D’où l’importance du diagnostic grâce à l’algorithme de l’International Headache Society (IHS), établi en 1988 et qui permet de classer les céphalalgiques en 12 catégories, chacunes divisées en sous-groupes. L’identification repose sur un questionnaire, dont l’analyse permettra d’établir les premières lignes d’un traitement adapté.
Chez un migraineux sur cinq, la crise est précédée par des manifestations neurologiques, appelées “aura” : troubles visuels (phénomènes scintillants, lumineux, déficit de vision…, on parle alors de “migraine ophtalmique”), troubles sensitifs (fourmillements du visage ou des membres, lourdeurs), troubles du langage, voire paralysie transitoire.
La migraine correspond à un dérèglement des nerfs et des vaisseaux sanguins du crâne qui s’accompagne d’une inflammation.

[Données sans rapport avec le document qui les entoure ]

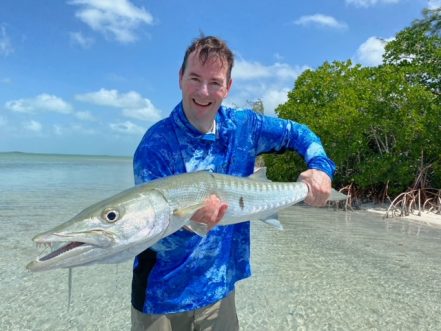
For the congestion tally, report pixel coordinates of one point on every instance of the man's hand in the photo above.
(211, 213)
(319, 185)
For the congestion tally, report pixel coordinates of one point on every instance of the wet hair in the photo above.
(209, 46)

Un facteur déclenchant, comme le manque de sommeil, l’alcool ou le stress, cause une stimulation nerveuse. Celle-ci occasionne la sécrétion de diverses substances qui commandent la dilatation des artères méningées. Le flux sanguin augmente alors et entraîne le passage de substances inflammatoires et algogènes dans les tissus environnants. Ces substances vont stimuler les fibres sensitives du nerf trijumeau, responsables de la transmission des influx douloureux. Chacun des deux nerfs trijumeaux innerve la paroi des artères méningées d’un côté du crâne, ce qui pourrait expliquer le caractère souvent unilatéral des céphalées migraineuses. Cette cascade de réactions fait intervenir plusieurs substances chimiques, dont la sérotonine, la substanceP, l’histamine, la dopamine…

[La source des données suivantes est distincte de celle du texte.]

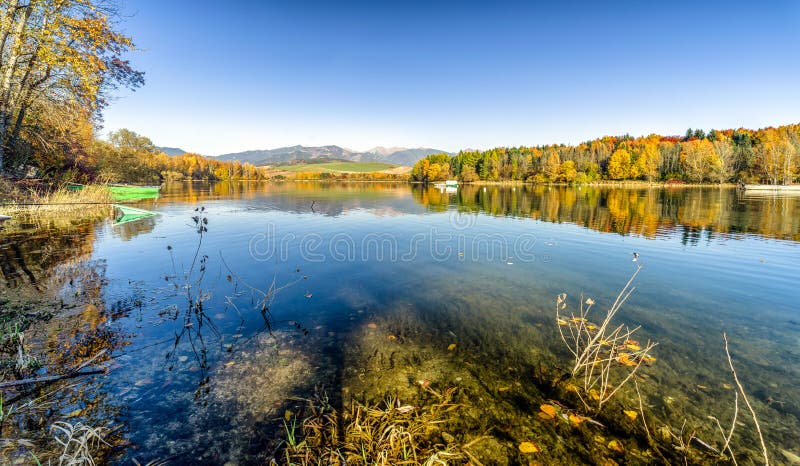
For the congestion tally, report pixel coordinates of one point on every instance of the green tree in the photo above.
(552, 165)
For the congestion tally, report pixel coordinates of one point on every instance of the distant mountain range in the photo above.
(394, 155)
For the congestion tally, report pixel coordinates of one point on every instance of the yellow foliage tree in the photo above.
(619, 165)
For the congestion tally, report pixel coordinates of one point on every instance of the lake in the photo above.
(221, 314)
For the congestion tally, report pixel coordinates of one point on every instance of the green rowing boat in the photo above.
(125, 214)
(126, 192)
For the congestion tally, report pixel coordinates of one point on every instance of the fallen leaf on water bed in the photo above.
(576, 419)
(793, 458)
(549, 410)
(528, 447)
(625, 360)
(631, 414)
(616, 445)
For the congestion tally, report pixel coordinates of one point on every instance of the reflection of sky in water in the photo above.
(688, 293)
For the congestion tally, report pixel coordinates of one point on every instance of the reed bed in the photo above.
(62, 200)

L’origine de la migraine est encore inconnue. Plusieurs études soulignent des prédispositions génétiques. Cependant, un gène précis n’a pu être isolé que pour les exceptionnelles migraines hémiplégiques familiales. Dans la grande majorité des cas, il est vraisemblable que plusieurs gènes de prédisposition interviennent, répandus dans la population, mais entraînant un risque modéré. Selon les périodes de la vie, l’environnement, le mode de vie, ces gènes s’exprimeraient et provoqueraient des crises.

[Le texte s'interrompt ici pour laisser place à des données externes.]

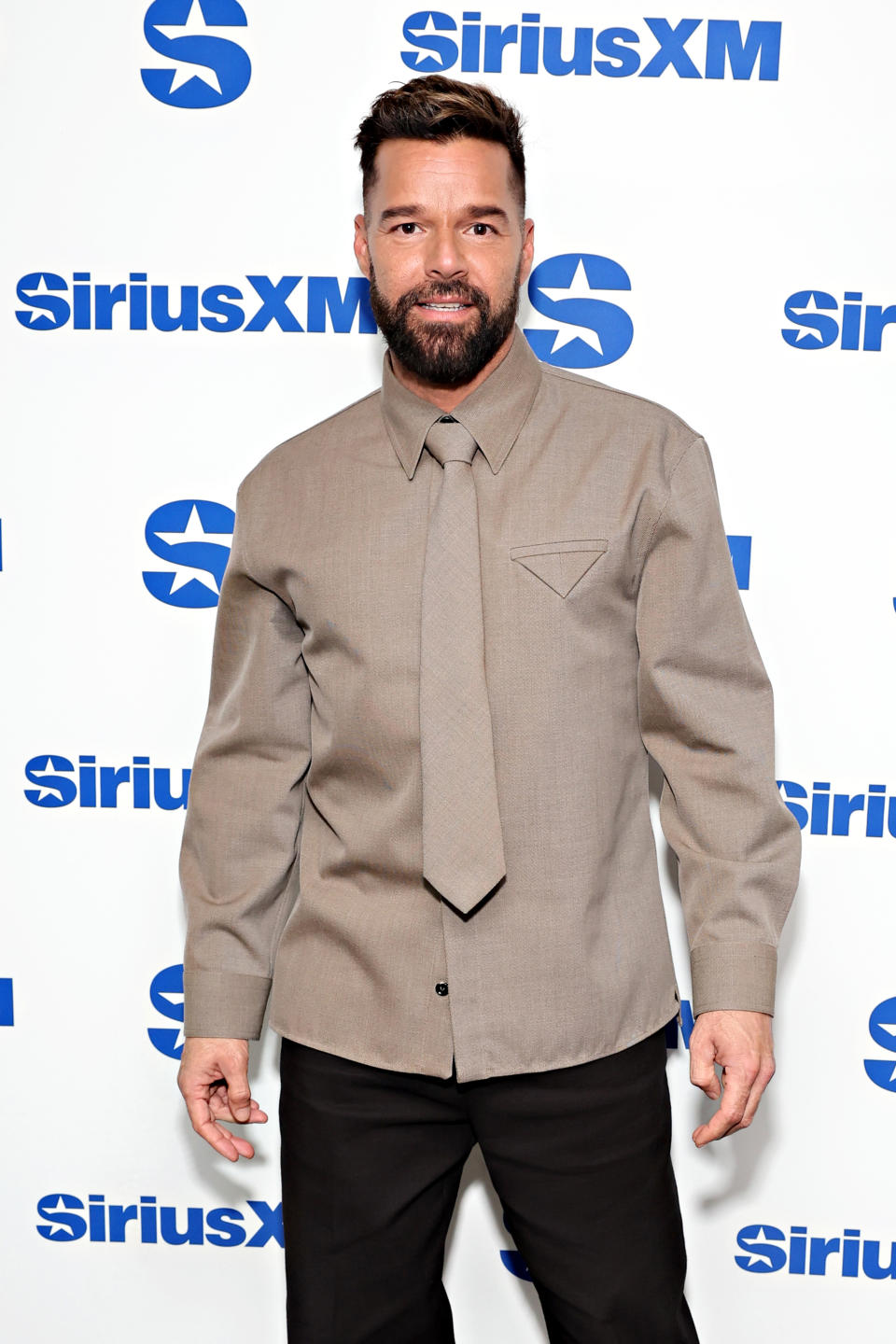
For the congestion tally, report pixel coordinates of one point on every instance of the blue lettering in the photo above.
(225, 1230)
(170, 1231)
(57, 784)
(794, 791)
(272, 1224)
(443, 48)
(227, 317)
(672, 49)
(273, 302)
(553, 61)
(761, 1258)
(723, 38)
(825, 327)
(61, 1226)
(610, 323)
(161, 790)
(623, 61)
(326, 296)
(876, 319)
(58, 309)
(189, 316)
(496, 39)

Les facteurs environnementaux sont à l’origine des crises chez de nombreuses personnes.
→ L’alimentation arrive en tête et notamment l’alcool, le chocolat et les œufs, les fromages ou les aliments asiatiques (contenant du glutamate de sodium, responsable direct d’une vasodilatation).
→ Sont également cités le froid et le manque de sommeil.
→ Chez la femme, la migraine peut être liée aux cycles hormonaux : les crises apparaissent au moment de la puberté et s’aggravent avant les règles.
→ Chez certaines personnes, le stress semble souvent déclencher des migraines. Dans ce cas, la crise survient lors de la période de stress ou juste après celle-ci (crise du week-end par exemple).
→ Les motifs psychoaffectifs sont souvent invoqués : contrariétés ou, à l’inverse, grandes joies inattendues.
→ Une stimulation lumineuse excessive ou intermittente peut être en cause : télévision, néon, ordinateur, jeux vidéo, reflets du soleil sur l’eau, phares de voiture…
→ Les motifs météorologiques jouent aussi un rôle : baisse brutale de pression barométrique, temps humide, venteux ou orageux.
Mais, souvent, la migraine ne semble pas avoir de facteur déclenchant et il est impossible d’éviter la crise.
Présentée aux Entretiens de Bichat de 2006, une étude baptisée Smile montre que près de 70 % des migraineux souffrent d’anxiété et 39 % sont aussi dépressifs. Cette anxiété altère significativement la qualité de vie des migraineux. Ils sont beaucoup plus sensibles au stress et ont une plus forte tendance à anticiper la douleur de façon négative.
Des chiffres qui corroborent les recommandations de l’Anaes (devenue la Haute Autorité de santé), datant de 2002 (voir Savoir plus p. 45). Dans ce document, l’Anaes souligne qu’une association entre un épisode dépressif majeur ou des troubles anxieux et la migraine renforce le handicap du sujet migraineux. Il est recommandé de rechercher, à l’interrogatoire, un syndrome dépressif et/ou anxieux, et de le prendre en compte sur le plan thérapeutique.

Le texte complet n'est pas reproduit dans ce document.